The focus of the project is the re-approapriation of organic detritus as a nutrient based system that not only serves as structure in the material sense, but that is also capable of supporting plant growth with the remaining nourishment found in food waste.
The current life cycle of food waste exists in the “cradle to grave” sense. Food being grown to support life but then all the waste is simple thrown away at landfills.
This project wants to redirect this idea to a “cradle to cradle” cycle which metabolically looks at products in which one cycle is a closed loop that helps sustain itself.
Currently, we see projects that are already working with this metabolic idea, using waste as a material. Aside from the Hy-Fy pavilion mentioned above, most projects are of small scale, targeting the industrial design world of lamps and other objects.
Detritic-Skeleta aims to work in a bigger scale, proving that organic matter can be used in an architectural scale.
While researching current waste products, bone and eggshell are 2 major products that would have a possible structural value.
To support plant growth, other waste materials were researched, focusing on coffee grounds and banana peels, which are not only vastly available but that also filled with nitrogen and potassium, 2 major components needed for plant development.
Many sample were made to discover the best mix for structural support of the system. The main components being bone and eggshell.
Bricks were produced with said material and some were cnc’d proving that the material could be used in digital fabrication.
[Prototype 1.0]
The first set of prototypes were casted in latex moulds, having both a structural base and a nutrient like shell that would assist the plant.
The geometry was then later explored more through grasshopper, where the shape was given further texture and made to be a web-like attractor that would not only help with the development of plants, but that might also attract other organisms.
Through the analysis of the first prototype, it was seen that the tile itself lacked many other aspects needed in optimal plant growth. Prototype 1.0, had 2 hard shells that served as structure but had no soft components that held nutrients.\
As seen in nature and even in other disciples such as sculpture and fashion, there exists a play on the hard and the soft, on the structure and the nutrient. The next set of prototypes were to not only deal with the structural aspects of the project, but also look for ways to develop a soft, flesh like component where nutrients were to be stored.
This set of geometrical studies not only focused on the possible design of the project but also on its fabrication method.
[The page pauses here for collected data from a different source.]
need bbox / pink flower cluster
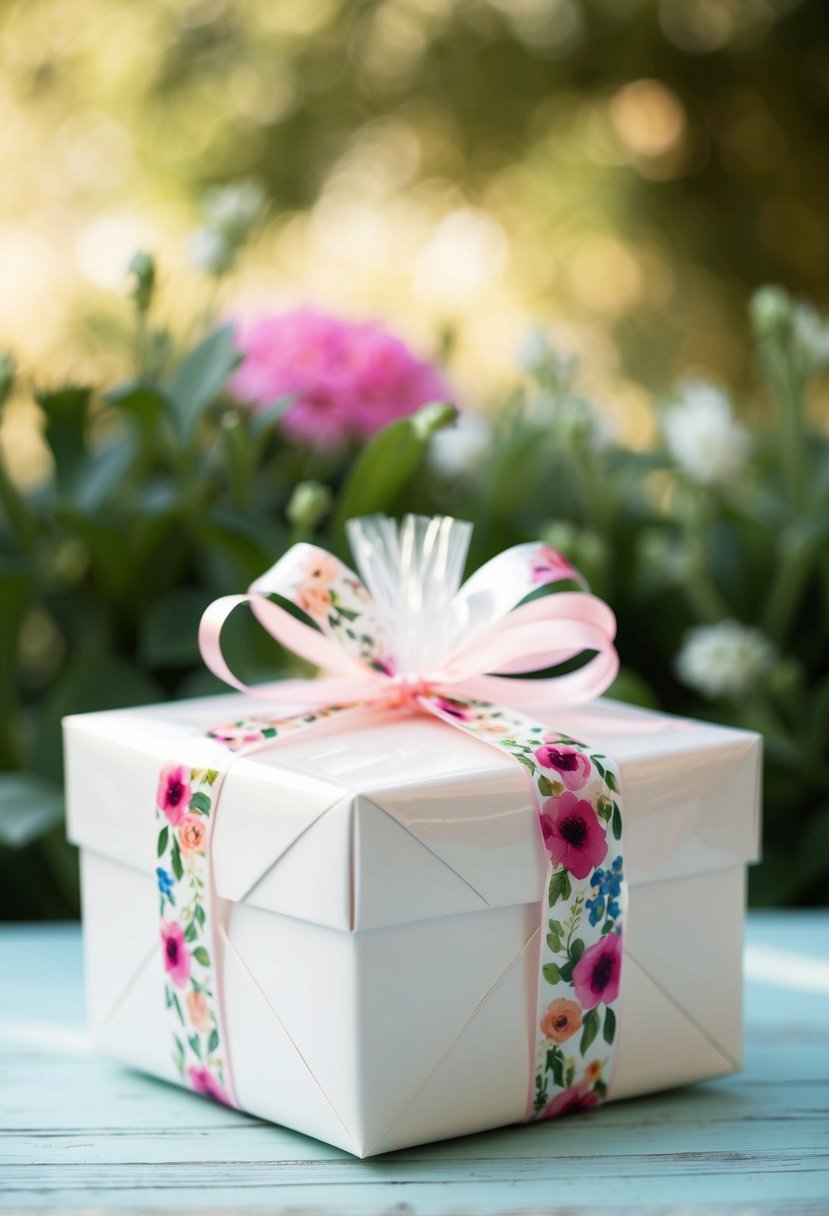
[230,307,449,448]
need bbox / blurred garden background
[1,0,828,917]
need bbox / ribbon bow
[199,514,619,719]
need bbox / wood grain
[1,914,827,1213]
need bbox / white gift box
[65,690,761,1157]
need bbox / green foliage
[0,255,828,918]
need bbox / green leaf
[605,769,619,793]
[0,774,65,849]
[603,1006,617,1044]
[558,960,573,983]
[580,1007,600,1054]
[569,937,585,964]
[592,758,606,779]
[157,826,169,857]
[172,993,185,1027]
[184,921,198,942]
[537,774,554,797]
[140,590,208,668]
[207,1028,219,1053]
[596,795,612,822]
[546,930,562,953]
[611,801,623,841]
[188,1034,202,1058]
[167,324,241,440]
[550,1051,564,1088]
[332,404,456,543]
[547,868,571,906]
[194,903,206,927]
[542,963,562,984]
[73,438,137,513]
[106,379,172,429]
[189,791,212,815]
[193,946,211,967]
[36,385,92,492]
[171,839,183,881]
With the above studies, a new set of physical prototypes were developed which dealt with additive manufacturing.
The new method of fabrication led to new mixtures of the waste products which were 80% waste and 20% gelatin.
[Fibers in Time]
The geometries that are currently being explored are fibrous in appearance while being structurally sound in physicality.
The first set of geometries were of 2d nature, consisting of deformations of grids that were being pulled by set attractor points.
Later, these grids were seen as surfaces that would be altered not only in the x and y axis but also in the z axis, producing these fibrous meshed that led to different spaces as the grid was deformed in time.
These explorations led to the idea that these organic structures have a life-span, a life-cycle, allowing them to change in time as these begin to decompose and degrade.
As the surfaces changes as it is exposed to nature, its nutrients would be slowly dissolved into the ground, where it would provide nutrients to the plant life that it was serving as a scaffold to.
Through additive manufacturing, the above geometric studies were produced into physical form.
Here we can see how the various layers of material lead to different geometries, creating a landscape for plant growth.
The next steps for this research is to use the robotic arm to produce these detritic landscapes and find the plants that would benefit from the structure and its nutrients.